I keep on singing, not realizing that there are tears slipping down my cheeks. My eyes are closed picturing the fantasy in my head. My wish of being loved.
"I got tired of waiting
Wondering if you were ever coming around
My faith in you is fading
When I met you on the outskirts of town
And I said
Romeo, save me
I've been feeling so alone
I keep waiting for you, but you never come
Is this in my head
I don't know what to think
He knelt to the ground and pulled out a ring
And said
Marry me, Juliet, you'll never have to be alone
I love you and that's all I really know
I talked to your dad
Go pick out a white dress
It's a love story
Baby, just say yes
Oh oh oh
Oh oh oh oh..."
The song ends and I just sit there, pausing my Ipod. I can see the dream in my head, the one about this special dance I wanted to go to for so long. I pressed play and the beginning melody from the third High School Musical spills into my headphones. Standing up, I begin swaying to the tune and singing again, this time a little louder.
"Take my hand, take a breath
Pull me close and take one step
Keep your eyes locked on mine,
And let the music be your guide."
I twirl in my bare feet, pretending I was dancing with someone.
"Won't you promise me (now won't you promise me, that you'll never forget)
We'll keep dancing (to keep dancing) wherever we go next
It's like catching lightning the chances of finding someone like you
It's one in a million, the chances of feeling the way we do
And with every step together, we just keep on getting better
So can I have this dance (can I have this dance)
Can I have this dance"
A hand appeared from nowhere, sitting on my waist. I stopped dancing and opened my eyes. In the darkness, I could make out the outline of Zane standing besides me.
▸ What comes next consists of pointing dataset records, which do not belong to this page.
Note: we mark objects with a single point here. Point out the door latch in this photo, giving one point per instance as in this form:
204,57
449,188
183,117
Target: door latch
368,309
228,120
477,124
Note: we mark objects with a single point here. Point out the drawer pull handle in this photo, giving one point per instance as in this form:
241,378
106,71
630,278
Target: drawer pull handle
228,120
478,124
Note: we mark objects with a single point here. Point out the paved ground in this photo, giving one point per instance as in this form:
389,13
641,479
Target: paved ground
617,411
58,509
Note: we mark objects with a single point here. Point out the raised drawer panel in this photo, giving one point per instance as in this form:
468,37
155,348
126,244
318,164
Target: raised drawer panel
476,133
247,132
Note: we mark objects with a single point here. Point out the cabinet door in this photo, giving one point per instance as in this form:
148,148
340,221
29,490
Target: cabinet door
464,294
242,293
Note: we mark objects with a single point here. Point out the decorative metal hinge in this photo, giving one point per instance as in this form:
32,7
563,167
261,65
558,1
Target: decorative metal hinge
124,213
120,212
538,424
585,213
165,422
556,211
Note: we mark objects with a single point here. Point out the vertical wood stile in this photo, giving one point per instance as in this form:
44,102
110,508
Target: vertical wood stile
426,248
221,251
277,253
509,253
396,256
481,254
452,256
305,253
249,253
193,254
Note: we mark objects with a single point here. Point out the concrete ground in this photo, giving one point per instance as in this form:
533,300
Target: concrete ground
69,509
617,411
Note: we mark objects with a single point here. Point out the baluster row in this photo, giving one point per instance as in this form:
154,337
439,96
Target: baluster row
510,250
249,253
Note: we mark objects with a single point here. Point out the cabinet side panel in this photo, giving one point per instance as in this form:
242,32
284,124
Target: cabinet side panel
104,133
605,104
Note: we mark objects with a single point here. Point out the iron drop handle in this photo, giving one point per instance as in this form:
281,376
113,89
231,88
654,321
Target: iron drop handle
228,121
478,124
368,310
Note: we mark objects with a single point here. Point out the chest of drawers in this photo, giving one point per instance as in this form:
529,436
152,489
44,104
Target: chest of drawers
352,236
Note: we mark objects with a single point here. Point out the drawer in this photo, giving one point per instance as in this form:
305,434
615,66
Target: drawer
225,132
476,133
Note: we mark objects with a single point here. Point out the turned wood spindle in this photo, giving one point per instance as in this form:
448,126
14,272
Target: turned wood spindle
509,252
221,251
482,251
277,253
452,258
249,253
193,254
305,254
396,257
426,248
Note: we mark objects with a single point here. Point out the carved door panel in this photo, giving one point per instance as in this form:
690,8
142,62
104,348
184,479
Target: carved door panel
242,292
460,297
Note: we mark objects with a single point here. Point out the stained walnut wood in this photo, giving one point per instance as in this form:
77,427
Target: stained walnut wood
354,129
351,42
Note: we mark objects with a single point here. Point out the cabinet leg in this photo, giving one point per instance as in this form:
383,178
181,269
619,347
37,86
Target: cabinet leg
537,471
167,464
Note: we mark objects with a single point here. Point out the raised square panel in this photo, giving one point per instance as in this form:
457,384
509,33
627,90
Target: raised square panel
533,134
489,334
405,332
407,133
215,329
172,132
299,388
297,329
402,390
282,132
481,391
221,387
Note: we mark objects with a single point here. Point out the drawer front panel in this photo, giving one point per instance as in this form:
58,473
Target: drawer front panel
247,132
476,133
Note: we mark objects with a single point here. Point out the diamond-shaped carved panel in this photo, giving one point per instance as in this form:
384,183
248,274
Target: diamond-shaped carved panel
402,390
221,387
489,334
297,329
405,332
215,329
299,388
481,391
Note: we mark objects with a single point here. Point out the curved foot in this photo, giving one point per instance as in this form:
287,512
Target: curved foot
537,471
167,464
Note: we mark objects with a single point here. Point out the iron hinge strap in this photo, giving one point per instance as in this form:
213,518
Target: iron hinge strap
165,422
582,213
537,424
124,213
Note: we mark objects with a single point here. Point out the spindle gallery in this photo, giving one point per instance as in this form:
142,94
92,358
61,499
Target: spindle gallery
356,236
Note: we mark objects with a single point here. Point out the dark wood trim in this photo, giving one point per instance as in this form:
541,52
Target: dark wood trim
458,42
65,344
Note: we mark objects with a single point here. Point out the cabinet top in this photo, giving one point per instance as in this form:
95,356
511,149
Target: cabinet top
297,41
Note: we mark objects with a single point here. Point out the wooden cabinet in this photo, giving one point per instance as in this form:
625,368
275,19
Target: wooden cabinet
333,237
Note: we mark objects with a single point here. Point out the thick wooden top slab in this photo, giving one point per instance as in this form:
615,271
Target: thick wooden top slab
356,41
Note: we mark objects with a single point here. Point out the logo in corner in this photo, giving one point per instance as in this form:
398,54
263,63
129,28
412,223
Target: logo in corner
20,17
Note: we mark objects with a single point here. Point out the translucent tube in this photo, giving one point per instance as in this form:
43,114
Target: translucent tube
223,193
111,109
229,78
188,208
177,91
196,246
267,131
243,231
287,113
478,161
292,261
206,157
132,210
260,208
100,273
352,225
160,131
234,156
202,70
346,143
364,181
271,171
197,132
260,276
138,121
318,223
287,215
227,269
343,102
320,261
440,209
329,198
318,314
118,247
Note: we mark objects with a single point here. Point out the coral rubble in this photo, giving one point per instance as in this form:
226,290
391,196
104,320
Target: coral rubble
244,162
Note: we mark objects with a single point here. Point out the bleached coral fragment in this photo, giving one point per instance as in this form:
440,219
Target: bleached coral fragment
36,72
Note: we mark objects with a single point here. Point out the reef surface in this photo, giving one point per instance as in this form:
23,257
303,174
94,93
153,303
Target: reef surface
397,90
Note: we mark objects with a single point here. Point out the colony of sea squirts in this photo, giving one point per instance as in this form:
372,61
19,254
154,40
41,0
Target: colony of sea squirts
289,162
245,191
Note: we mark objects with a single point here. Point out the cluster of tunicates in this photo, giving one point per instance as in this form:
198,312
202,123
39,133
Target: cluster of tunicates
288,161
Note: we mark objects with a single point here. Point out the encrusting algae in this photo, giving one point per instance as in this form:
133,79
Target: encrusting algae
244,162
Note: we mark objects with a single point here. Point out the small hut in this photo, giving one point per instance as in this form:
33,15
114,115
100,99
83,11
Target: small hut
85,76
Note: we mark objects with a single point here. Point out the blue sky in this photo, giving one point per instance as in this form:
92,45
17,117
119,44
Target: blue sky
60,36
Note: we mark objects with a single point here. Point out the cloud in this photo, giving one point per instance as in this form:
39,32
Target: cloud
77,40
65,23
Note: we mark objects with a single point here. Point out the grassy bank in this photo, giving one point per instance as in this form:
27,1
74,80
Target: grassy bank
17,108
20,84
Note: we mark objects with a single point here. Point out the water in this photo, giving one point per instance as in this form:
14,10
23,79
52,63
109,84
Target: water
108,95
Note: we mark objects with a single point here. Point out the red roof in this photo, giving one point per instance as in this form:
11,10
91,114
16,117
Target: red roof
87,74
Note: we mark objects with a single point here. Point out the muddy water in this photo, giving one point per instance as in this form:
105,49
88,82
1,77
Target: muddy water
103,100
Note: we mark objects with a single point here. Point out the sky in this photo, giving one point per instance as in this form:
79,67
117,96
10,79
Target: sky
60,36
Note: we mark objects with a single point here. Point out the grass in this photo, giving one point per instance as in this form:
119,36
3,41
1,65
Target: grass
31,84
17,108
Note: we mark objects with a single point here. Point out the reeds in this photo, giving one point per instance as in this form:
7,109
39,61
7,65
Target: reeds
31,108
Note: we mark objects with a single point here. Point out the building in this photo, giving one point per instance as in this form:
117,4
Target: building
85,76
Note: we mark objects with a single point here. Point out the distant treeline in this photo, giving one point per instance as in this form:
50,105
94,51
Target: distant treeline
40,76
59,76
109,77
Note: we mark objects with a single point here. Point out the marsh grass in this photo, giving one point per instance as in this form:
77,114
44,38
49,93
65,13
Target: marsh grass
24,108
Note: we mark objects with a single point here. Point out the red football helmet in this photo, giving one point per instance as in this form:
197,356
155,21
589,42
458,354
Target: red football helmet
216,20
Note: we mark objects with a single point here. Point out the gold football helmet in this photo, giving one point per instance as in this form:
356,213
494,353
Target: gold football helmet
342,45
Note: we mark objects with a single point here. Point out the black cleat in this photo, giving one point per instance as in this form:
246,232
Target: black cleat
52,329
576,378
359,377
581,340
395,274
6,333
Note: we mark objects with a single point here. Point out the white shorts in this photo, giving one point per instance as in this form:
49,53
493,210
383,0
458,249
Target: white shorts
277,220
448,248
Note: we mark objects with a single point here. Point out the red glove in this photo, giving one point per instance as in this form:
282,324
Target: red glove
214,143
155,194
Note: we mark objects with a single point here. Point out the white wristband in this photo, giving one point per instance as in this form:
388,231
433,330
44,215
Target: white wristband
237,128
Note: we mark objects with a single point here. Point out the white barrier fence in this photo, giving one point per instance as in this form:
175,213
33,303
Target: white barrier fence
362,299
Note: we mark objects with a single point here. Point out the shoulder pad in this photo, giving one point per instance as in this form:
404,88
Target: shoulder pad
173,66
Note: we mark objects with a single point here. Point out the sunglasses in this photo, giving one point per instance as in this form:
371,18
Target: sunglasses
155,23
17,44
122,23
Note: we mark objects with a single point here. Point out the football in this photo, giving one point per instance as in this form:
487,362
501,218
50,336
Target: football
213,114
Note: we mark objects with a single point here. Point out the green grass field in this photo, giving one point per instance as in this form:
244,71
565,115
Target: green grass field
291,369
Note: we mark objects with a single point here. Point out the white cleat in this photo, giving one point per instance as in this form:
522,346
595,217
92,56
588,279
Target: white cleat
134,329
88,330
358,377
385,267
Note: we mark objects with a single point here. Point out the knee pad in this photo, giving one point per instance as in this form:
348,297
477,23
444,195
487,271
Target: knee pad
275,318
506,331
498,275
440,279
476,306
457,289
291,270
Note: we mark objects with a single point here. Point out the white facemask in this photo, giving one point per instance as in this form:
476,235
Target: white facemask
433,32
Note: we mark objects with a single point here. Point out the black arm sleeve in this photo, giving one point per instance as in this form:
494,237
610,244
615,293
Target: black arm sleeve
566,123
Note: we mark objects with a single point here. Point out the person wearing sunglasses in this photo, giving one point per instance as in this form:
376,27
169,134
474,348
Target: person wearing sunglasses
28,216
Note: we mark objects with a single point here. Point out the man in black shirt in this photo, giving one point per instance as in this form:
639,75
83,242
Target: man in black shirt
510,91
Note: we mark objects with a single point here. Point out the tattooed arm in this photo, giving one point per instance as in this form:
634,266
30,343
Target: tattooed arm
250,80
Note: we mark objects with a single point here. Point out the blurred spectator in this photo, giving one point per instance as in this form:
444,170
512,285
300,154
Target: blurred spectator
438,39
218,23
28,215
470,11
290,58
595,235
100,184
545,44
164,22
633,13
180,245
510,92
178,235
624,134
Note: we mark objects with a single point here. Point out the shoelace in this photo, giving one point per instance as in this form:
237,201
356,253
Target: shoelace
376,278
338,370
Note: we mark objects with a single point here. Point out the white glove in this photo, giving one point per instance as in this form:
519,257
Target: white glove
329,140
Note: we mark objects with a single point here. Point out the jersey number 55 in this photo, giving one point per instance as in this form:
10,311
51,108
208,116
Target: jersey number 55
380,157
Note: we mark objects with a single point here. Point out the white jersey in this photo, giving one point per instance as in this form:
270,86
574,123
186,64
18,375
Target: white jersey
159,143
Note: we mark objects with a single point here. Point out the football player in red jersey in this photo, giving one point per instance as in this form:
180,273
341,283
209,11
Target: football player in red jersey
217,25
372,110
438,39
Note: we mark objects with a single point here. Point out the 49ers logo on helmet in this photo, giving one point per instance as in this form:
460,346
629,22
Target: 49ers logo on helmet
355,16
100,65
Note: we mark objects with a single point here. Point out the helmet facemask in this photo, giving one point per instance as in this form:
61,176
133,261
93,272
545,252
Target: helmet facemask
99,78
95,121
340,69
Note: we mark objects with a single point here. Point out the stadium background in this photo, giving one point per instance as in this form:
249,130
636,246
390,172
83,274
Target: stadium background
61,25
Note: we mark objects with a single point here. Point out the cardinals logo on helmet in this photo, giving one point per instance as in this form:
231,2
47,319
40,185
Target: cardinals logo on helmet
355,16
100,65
He gives me a small smile, steps away and bows.
"May I have this dance?"
I curtsy. "Yes, you may."
I place an ear bud into his ear, and with the other hand fixing his hair that got ruffled during his nap. The Ipod fell into his pocket while his arm went around my waist and my arms around his neck. We begin to dance, but it was more of a shuffle.
"Take my hand, I'll take the lead
And every turn will be safe with me
Don't be afraid, afraid to fall
You know I'll catch you through it all
And you can't keep us apart (even a thousand miles, can't keep us apart)
'Cause my heart is (cause my heart is) wherever you are
It's like catching lightning the chances of finding someone like you
It's one in a million, the chances of feeling the way we do
And with every step together, we just keep on getting better
So can I have this dance (can I have this dance)
Can I have this dance
Oh no mountains too high enough, oceans too wide
'Cause together or not, our dance won't stop
Let it rain, let it pour
What we have is worth fighting for
You know I believe, that we were meant to be
It's like catching lightning the chances of finding someone like you (like you)
It's one in a million, the chances of feeling the way we do (way we do)
And with every step together, we just keep on getting better
So can I have this dance (can I have this dance)
Can I have this dance"
The last few notes twinkle away and his hand reaches in to his pocket to stop the music. I look up at him, to find him staring down at me. Our eyes locked in a timeless stare, silently bonding and sharing the emotions we couldn't put into words. It was as if time stopped, nothing moved, there were no sounds. Everything was how it should've been. Just him and me, all alone but together and that's what mattered.
It got so intense, he couldn't take it anymore. "I'm sorry, Dayna. I've ruined your night and it's all my fault." He looked so forlorn and guilty, I had to forgive him. He's been the weak spot in my heart, always have been. He's made up for his mistake already and I'm not so picky it anyway. It's good enough for me. I give him a smile, one that means so much more than I anything I could say, and go up on tiptoe to press a kiss on his cheek. He returns with a handsome grin of his own and wipes away leftover moisture from earlier.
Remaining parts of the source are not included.